Major hospitals send home some patients
WESTERN BUREAU – The island’s major medical facilities sent home patients who were able to return home, as they joined the rest of the island in preparing for Hurricane Ivan on Thursday.
Senior medical officer of health at the KPH Dr Patrick Bhoorasingh told the Observer that the hospital was only seeing emergency cases and had started sending home persons who were not critically ill.
“We discharged them and asked the relatives to pick them up. They are not all emergency cases, some of them were admitted for what we called elective procedures – meaning that they were not in danger of dying – they were waiting for surgery, for example,” Bhoorasingh told the Observer.

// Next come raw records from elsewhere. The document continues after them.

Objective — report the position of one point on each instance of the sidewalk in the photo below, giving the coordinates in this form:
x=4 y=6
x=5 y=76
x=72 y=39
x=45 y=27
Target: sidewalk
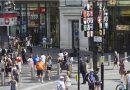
x=111 y=77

However, some patients who are medically able to be discharged may still have to remain in the medical facility if relatives who live outside of Kingston are unable to get to KPH in time.
“We started this morning at 400 patients and we do not have a final figure yet how many would be left behind,” Dr Bhoorasingh said on Thursday.
CEO for the Cornwall Regional Hospital in Montego Bay Everton Anderson was also unable to say how many patients remained at that facility where they have also discharged a number of clients.
Unlike the KPH, Anderson said there was not much of a logistical problem for CRH patients because most of them were from St James.
Meanwhile, administrator at the Lucea Hospital Maureen Winstanley said many of the facility’s patients who were not critically ill had been picked up by their relatives.
“We are trying to keep to a minimum those persons who must stay,” Winstanley noted. “We are trying to ensure that we have adequate medication and basic emergency supplies. We have a generator and we have fuel – I am not a technical person so I don’t have the details (of how long the supplies would last) but what I know is if it (Ivan) should come now, we would not be totally out of electricity,” Winstanley told the Observer.
She added that there was an adequate supply of water, which would last a few days after the hurricane.
Like the KPH and CRH, Falmouth Hospital has sent home non-critical patients, and preparations for the storm were well under way.
“We have got that under control – we have got tanks and we have got stand-by generators. We’ll house patients at the Holland High Schools in Martha Brae. They have prepared there for the hospital or the infirmary patients if we have to evacuate.”